Negotiating legitimacy: Interdiscursive hybridity and multimodal adaptation in corporate apology letters across polymedia environments
DOI:
https://doi.org/10.58221/mosp.v119i3.41017Keywords:
corporate apology letters, critical genre analysis, interdiscursivity, multimodality, polymedia, legitimacyAbstract
Corporate apologies constitute critical legitimacy-repair rituals in contemporary crisis communication. Current research predominantly examines monomodal textual features or born-digital formats, neglecting how traditional apology letters adapt across polymedia landscapes. Two key limitations persist: (1) insufficient attention to interdiscursive negotiations between legal, PR, and marketing discourses within crisis management teams, and (2) inadequate exploration of multimodal transformations when apology letters migrate across channels. This study addresses these gaps through Critical Genre Analysis of 53 corporate apology letters (2009-2024) disseminated via email, newspapers, websites, and social media. Integrating interdiscursive and multimodal frameworks, we examine how rhetorical moves negotiate competing professional objectives while adapting to channel affordances.
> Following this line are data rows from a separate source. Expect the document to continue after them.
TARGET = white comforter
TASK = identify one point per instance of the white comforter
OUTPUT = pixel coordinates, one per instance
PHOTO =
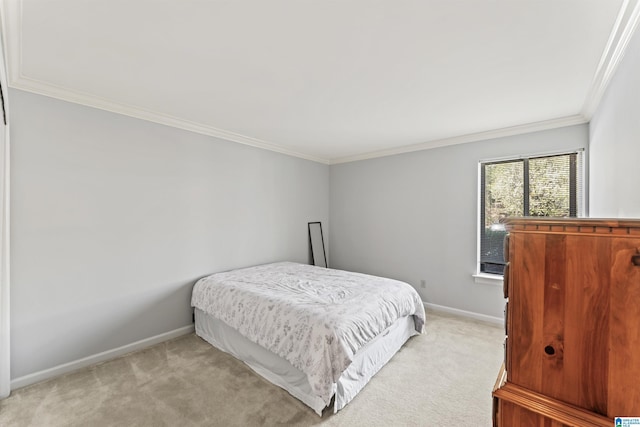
(314, 317)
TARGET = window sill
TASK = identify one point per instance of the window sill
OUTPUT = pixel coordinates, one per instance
(488, 279)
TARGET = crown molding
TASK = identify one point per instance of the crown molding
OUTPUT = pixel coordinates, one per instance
(622, 32)
(90, 100)
(625, 25)
(12, 25)
(464, 139)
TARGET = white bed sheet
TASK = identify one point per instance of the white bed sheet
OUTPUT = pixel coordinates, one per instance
(316, 318)
(366, 363)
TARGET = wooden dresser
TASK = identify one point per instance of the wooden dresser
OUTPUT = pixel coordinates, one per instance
(572, 323)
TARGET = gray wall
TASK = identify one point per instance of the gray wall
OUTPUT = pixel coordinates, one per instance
(614, 145)
(113, 219)
(415, 216)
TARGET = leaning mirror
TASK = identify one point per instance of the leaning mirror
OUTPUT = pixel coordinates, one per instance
(316, 245)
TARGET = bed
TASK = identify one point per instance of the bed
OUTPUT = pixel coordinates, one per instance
(319, 333)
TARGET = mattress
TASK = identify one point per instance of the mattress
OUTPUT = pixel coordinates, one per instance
(277, 370)
(319, 320)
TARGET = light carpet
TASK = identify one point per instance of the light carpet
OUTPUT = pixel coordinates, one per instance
(443, 377)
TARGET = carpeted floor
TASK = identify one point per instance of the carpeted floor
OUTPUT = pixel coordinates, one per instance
(441, 378)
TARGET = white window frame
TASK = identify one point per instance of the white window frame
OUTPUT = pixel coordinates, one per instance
(497, 279)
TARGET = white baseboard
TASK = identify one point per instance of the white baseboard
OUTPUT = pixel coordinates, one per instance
(463, 313)
(97, 358)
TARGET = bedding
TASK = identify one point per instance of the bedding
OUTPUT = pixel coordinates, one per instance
(315, 318)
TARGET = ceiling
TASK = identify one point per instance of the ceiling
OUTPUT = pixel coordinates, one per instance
(330, 81)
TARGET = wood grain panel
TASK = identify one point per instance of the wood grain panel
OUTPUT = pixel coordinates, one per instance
(585, 379)
(525, 310)
(552, 348)
(518, 406)
(624, 359)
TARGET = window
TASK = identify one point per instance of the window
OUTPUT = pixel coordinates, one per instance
(528, 186)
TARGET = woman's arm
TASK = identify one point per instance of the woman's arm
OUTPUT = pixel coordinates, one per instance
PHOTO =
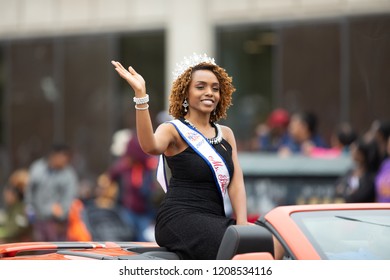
(236, 188)
(151, 143)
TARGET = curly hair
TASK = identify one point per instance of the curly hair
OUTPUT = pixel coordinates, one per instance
(180, 87)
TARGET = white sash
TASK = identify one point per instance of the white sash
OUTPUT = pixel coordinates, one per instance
(205, 150)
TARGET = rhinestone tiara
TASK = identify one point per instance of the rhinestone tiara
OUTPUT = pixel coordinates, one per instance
(191, 61)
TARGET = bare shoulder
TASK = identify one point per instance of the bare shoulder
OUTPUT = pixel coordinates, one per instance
(167, 129)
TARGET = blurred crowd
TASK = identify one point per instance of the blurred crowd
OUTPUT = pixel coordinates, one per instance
(48, 202)
(368, 180)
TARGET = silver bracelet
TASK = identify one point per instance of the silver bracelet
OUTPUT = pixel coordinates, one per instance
(142, 108)
(141, 100)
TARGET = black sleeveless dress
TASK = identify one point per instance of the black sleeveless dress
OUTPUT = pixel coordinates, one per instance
(191, 220)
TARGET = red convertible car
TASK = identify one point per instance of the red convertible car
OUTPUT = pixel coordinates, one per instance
(306, 232)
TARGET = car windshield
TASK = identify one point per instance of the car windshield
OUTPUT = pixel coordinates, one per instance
(347, 234)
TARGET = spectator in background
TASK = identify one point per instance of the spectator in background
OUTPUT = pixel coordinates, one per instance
(15, 226)
(134, 173)
(303, 134)
(341, 140)
(49, 194)
(358, 184)
(273, 135)
(382, 180)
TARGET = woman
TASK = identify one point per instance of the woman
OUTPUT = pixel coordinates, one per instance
(358, 184)
(191, 220)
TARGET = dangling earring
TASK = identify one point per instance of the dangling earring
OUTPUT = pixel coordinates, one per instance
(185, 105)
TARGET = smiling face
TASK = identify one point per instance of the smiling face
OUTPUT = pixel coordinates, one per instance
(203, 91)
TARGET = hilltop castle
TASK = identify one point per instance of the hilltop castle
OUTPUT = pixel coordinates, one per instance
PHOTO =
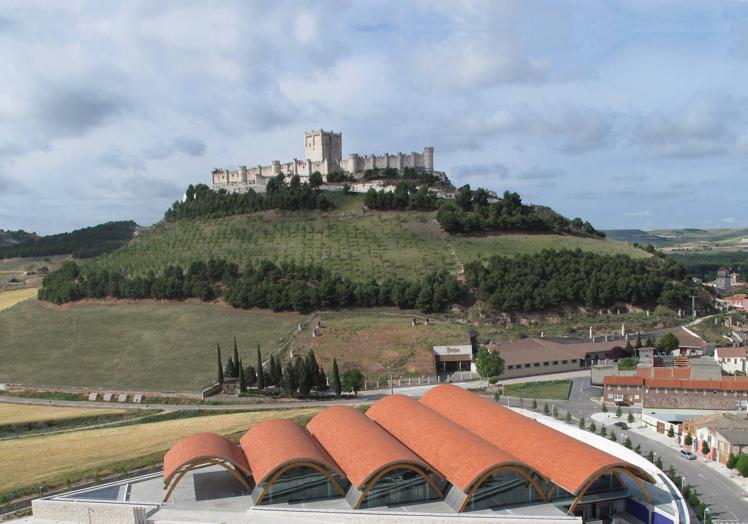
(324, 153)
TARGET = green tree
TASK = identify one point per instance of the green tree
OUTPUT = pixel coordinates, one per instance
(353, 380)
(306, 380)
(668, 343)
(236, 360)
(220, 365)
(336, 385)
(489, 365)
(242, 380)
(260, 371)
(230, 370)
(250, 376)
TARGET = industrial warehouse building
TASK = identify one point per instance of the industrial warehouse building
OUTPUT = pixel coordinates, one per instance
(451, 446)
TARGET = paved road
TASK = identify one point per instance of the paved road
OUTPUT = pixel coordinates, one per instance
(726, 500)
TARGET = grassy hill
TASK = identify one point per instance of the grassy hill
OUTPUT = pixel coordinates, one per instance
(347, 240)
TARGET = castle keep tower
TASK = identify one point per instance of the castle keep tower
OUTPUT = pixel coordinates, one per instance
(323, 145)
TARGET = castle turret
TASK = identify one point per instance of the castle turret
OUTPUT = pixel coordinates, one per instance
(428, 159)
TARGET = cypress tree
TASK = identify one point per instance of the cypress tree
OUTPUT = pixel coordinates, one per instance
(242, 380)
(230, 370)
(220, 366)
(305, 377)
(336, 387)
(260, 372)
(236, 359)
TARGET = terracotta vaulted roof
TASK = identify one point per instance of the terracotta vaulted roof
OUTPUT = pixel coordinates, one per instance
(613, 380)
(455, 453)
(730, 352)
(566, 461)
(275, 443)
(358, 444)
(201, 447)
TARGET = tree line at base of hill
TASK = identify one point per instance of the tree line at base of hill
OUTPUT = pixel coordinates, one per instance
(280, 287)
(552, 279)
(299, 377)
(81, 243)
(203, 202)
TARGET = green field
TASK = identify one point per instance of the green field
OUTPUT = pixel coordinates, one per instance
(145, 345)
(378, 339)
(348, 240)
(549, 389)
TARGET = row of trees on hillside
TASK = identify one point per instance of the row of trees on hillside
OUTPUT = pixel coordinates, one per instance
(284, 286)
(550, 279)
(471, 212)
(405, 196)
(81, 243)
(202, 202)
(298, 377)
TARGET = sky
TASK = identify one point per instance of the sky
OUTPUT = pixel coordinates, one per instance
(629, 114)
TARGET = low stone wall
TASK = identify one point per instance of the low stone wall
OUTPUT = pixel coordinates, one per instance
(90, 512)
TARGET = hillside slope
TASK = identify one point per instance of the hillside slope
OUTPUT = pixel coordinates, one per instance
(348, 241)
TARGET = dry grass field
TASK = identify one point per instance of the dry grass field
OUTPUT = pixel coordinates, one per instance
(373, 342)
(24, 414)
(29, 462)
(9, 299)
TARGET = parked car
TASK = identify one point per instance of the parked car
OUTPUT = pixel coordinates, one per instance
(688, 455)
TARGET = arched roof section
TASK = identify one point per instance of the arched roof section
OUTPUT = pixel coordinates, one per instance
(199, 450)
(454, 452)
(359, 445)
(277, 443)
(564, 460)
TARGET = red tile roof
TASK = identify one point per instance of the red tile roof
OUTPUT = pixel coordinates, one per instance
(275, 443)
(358, 444)
(566, 461)
(202, 446)
(614, 380)
(454, 452)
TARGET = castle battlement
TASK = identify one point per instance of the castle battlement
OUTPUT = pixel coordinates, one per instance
(324, 155)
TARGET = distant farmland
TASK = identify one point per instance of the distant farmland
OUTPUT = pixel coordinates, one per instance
(170, 346)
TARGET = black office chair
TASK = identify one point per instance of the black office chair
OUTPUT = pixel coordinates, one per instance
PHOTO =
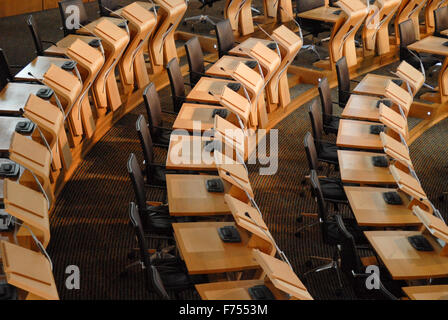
(441, 21)
(331, 122)
(343, 75)
(176, 83)
(408, 37)
(312, 27)
(162, 276)
(155, 173)
(38, 42)
(195, 59)
(332, 188)
(224, 37)
(67, 19)
(326, 151)
(202, 18)
(159, 134)
(329, 231)
(355, 271)
(106, 6)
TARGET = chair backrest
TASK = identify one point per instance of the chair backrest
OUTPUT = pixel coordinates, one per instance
(146, 143)
(325, 100)
(176, 83)
(224, 37)
(343, 75)
(316, 121)
(311, 153)
(138, 182)
(66, 14)
(306, 5)
(108, 4)
(440, 20)
(35, 34)
(153, 109)
(195, 59)
(153, 280)
(5, 72)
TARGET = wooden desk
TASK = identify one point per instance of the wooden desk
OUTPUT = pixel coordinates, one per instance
(183, 155)
(434, 45)
(200, 92)
(38, 67)
(434, 292)
(188, 196)
(60, 49)
(7, 129)
(372, 84)
(29, 271)
(234, 290)
(228, 63)
(14, 96)
(201, 114)
(88, 29)
(361, 107)
(356, 134)
(402, 260)
(370, 210)
(205, 253)
(246, 45)
(357, 167)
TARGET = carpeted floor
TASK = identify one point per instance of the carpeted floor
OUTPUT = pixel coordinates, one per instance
(89, 225)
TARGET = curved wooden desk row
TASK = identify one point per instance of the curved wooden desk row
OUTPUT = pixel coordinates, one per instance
(367, 203)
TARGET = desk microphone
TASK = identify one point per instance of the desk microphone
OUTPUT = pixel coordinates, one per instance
(58, 102)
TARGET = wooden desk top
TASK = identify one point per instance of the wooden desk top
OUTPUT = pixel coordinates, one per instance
(181, 155)
(370, 210)
(234, 290)
(360, 107)
(431, 45)
(38, 67)
(228, 63)
(88, 29)
(205, 253)
(193, 112)
(434, 292)
(7, 129)
(188, 196)
(61, 46)
(15, 95)
(373, 84)
(402, 260)
(200, 92)
(357, 167)
(246, 45)
(325, 14)
(356, 134)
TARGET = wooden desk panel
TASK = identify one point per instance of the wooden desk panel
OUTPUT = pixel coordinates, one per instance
(38, 67)
(373, 84)
(370, 210)
(434, 292)
(357, 167)
(15, 95)
(188, 196)
(234, 290)
(356, 134)
(402, 260)
(360, 107)
(205, 253)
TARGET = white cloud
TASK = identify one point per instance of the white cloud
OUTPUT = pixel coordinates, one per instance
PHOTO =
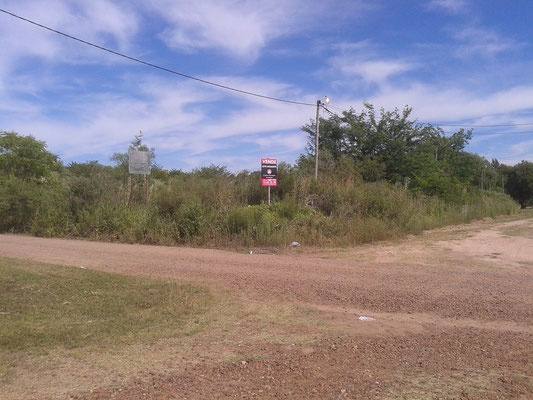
(450, 6)
(374, 71)
(482, 42)
(242, 28)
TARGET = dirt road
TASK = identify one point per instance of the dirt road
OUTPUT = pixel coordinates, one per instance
(453, 309)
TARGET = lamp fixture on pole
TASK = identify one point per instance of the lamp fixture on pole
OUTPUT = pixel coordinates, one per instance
(317, 131)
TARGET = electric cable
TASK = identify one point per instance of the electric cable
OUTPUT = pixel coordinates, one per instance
(149, 64)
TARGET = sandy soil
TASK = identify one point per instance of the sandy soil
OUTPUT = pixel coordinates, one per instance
(452, 309)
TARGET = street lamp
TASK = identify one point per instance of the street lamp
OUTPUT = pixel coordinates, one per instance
(317, 130)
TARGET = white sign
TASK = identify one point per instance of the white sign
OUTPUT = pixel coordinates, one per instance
(139, 162)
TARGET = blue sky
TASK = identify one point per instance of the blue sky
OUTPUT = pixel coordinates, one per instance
(454, 61)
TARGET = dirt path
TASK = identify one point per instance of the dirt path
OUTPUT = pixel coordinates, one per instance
(477, 274)
(453, 309)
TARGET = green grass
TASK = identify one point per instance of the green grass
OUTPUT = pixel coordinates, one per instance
(43, 307)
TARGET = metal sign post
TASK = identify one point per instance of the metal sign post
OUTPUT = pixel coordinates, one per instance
(269, 174)
(139, 164)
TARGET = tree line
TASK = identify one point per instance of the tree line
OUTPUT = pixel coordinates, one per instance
(381, 175)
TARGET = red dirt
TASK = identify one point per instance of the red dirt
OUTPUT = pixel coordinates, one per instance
(451, 322)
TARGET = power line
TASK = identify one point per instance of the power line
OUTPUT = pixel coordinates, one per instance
(481, 126)
(461, 125)
(137, 60)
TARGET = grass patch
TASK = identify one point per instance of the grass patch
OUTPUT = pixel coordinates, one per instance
(43, 307)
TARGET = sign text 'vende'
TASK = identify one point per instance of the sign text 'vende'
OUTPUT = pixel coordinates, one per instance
(269, 172)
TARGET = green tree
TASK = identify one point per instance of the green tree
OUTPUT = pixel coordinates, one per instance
(25, 158)
(520, 183)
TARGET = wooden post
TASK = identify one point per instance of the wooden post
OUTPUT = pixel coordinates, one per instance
(131, 190)
(146, 190)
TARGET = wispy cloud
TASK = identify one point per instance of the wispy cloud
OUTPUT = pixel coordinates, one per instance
(450, 6)
(243, 28)
(372, 71)
(483, 42)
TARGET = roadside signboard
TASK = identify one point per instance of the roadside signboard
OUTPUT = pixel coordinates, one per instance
(269, 172)
(139, 162)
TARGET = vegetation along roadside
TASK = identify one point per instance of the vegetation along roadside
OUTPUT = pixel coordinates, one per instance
(382, 175)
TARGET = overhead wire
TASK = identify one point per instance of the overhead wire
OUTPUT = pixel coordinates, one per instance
(152, 65)
(245, 92)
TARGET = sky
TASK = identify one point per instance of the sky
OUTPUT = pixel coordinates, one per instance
(455, 62)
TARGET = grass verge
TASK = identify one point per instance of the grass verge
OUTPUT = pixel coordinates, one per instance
(44, 307)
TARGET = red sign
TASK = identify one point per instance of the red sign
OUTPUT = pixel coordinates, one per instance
(269, 172)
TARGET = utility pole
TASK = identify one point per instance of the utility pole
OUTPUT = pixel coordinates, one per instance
(317, 132)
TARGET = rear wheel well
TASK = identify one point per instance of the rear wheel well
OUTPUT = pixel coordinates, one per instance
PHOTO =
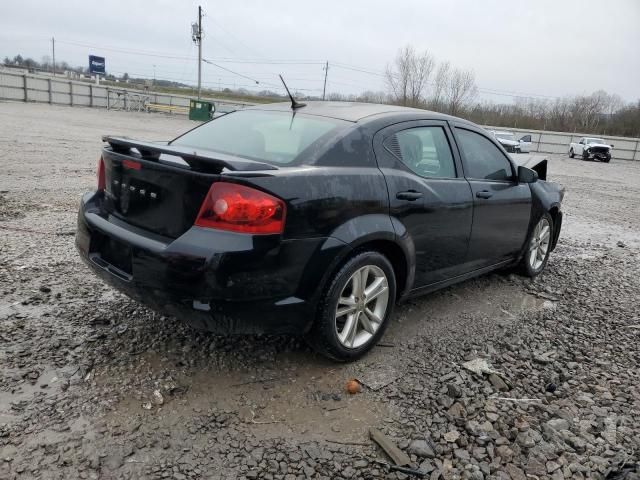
(396, 257)
(553, 211)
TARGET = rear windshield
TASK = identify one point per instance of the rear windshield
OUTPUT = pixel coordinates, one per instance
(273, 137)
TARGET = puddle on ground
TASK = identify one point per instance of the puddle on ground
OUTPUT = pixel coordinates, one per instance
(483, 297)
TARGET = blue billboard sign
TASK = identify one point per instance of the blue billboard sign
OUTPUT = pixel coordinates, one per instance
(96, 64)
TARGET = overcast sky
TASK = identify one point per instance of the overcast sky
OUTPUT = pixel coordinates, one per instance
(542, 47)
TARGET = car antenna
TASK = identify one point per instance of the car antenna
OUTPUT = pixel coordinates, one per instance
(294, 104)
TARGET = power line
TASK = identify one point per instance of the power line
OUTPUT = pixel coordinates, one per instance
(231, 71)
(249, 61)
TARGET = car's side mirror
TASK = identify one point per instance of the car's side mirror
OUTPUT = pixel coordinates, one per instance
(526, 175)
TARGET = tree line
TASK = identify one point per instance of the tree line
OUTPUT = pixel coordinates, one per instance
(416, 79)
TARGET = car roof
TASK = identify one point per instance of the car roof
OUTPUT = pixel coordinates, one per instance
(354, 111)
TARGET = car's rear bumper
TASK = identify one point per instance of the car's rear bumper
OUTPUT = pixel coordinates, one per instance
(224, 282)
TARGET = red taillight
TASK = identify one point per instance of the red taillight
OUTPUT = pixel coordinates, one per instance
(229, 206)
(100, 175)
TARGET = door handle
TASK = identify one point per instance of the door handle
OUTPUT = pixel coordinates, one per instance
(410, 195)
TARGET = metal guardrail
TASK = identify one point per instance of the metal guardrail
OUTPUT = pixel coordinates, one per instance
(62, 91)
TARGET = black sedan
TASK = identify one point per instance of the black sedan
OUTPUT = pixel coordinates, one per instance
(314, 220)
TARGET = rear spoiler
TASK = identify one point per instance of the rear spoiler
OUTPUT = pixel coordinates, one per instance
(200, 160)
(534, 162)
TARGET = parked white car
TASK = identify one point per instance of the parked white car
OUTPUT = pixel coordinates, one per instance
(509, 142)
(589, 147)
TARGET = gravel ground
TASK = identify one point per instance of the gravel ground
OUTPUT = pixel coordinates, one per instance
(95, 386)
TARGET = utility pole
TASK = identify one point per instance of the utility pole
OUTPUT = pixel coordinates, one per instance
(196, 35)
(326, 71)
(53, 50)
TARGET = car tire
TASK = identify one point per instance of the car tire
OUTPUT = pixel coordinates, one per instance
(347, 333)
(538, 247)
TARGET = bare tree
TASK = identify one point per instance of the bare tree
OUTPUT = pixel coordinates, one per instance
(408, 76)
(440, 83)
(460, 90)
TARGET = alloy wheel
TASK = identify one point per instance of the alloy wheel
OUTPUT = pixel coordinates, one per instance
(362, 306)
(539, 245)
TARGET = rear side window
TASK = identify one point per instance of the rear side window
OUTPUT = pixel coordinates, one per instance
(482, 159)
(273, 137)
(424, 150)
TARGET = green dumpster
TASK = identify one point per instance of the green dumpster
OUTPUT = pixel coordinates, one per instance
(201, 110)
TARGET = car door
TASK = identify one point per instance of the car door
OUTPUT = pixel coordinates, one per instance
(525, 144)
(430, 201)
(502, 206)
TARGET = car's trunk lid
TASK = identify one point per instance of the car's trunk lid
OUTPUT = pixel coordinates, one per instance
(161, 188)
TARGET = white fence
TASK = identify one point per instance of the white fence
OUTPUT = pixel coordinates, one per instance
(624, 148)
(62, 91)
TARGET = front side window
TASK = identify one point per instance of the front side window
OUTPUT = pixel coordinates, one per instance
(267, 136)
(482, 159)
(424, 150)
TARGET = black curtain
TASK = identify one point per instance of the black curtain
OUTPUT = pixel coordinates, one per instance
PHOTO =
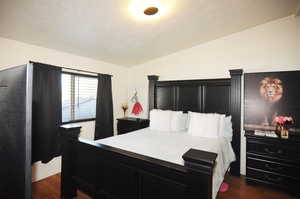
(104, 113)
(46, 112)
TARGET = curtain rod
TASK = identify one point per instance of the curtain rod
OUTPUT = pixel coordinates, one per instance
(85, 71)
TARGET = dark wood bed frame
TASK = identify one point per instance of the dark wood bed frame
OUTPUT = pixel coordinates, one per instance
(106, 172)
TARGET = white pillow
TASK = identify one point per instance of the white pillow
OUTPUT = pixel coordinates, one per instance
(222, 123)
(204, 125)
(160, 120)
(227, 129)
(178, 121)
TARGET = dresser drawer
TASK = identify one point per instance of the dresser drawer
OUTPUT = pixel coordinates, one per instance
(274, 167)
(273, 150)
(278, 180)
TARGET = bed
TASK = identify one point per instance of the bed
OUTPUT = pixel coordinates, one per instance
(122, 168)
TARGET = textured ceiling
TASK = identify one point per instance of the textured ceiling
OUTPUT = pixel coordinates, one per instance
(108, 30)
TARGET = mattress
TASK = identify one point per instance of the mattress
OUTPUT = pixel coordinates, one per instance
(170, 146)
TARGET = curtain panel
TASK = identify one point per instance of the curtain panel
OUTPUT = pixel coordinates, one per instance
(104, 113)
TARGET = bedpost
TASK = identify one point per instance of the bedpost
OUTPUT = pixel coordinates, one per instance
(200, 165)
(70, 133)
(151, 97)
(235, 111)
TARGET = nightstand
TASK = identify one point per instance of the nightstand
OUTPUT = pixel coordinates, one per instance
(273, 162)
(128, 124)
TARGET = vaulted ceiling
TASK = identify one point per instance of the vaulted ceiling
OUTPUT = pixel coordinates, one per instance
(113, 31)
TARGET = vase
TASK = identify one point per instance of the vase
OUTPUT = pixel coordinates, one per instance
(282, 131)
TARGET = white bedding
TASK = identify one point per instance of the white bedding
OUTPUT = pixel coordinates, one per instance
(170, 146)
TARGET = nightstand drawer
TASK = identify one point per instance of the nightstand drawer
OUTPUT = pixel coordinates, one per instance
(274, 167)
(278, 180)
(272, 150)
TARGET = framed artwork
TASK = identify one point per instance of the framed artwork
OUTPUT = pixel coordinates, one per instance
(271, 94)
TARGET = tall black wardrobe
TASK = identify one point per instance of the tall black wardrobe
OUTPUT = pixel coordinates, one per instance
(15, 132)
(30, 117)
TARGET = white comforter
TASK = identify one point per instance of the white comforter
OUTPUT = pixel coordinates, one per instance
(170, 146)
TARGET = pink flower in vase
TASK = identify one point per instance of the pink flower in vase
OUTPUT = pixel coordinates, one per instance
(281, 120)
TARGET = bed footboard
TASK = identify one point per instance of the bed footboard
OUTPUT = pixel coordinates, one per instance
(111, 173)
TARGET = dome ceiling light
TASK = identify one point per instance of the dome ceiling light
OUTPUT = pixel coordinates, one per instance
(151, 10)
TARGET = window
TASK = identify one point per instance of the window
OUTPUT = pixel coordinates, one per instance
(79, 95)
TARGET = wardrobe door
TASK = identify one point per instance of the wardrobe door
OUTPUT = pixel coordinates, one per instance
(15, 132)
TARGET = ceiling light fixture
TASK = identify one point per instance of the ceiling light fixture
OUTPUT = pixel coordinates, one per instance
(151, 10)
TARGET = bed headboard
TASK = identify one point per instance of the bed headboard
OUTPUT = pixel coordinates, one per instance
(203, 95)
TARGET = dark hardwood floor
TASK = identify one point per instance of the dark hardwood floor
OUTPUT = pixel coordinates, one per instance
(49, 188)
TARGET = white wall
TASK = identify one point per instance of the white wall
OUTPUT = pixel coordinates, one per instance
(14, 53)
(269, 47)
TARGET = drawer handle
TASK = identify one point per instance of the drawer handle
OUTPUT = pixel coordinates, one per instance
(276, 179)
(273, 152)
(274, 168)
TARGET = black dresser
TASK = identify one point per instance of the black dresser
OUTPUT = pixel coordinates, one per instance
(273, 162)
(128, 124)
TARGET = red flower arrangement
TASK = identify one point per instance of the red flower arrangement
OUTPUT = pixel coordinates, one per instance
(282, 120)
(281, 125)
Three discoveries emerge: First, legal hedging strategies manifest in Moves 8-9 through selective cause omission and indirect responsibility admission. Second, emotional intensification commodifies contrition into relational capital, contrasting with East Asian deference patterns. Third, channel-driven “participatory control” emerges: websites embed regulatory documentation within relational prompts, while social media hijacks interactivity for narrative control. The findings reveal corporate apologies as neoliberal legitimacy interfaces, transforming ethical accountability into linguistically engineered spectacles.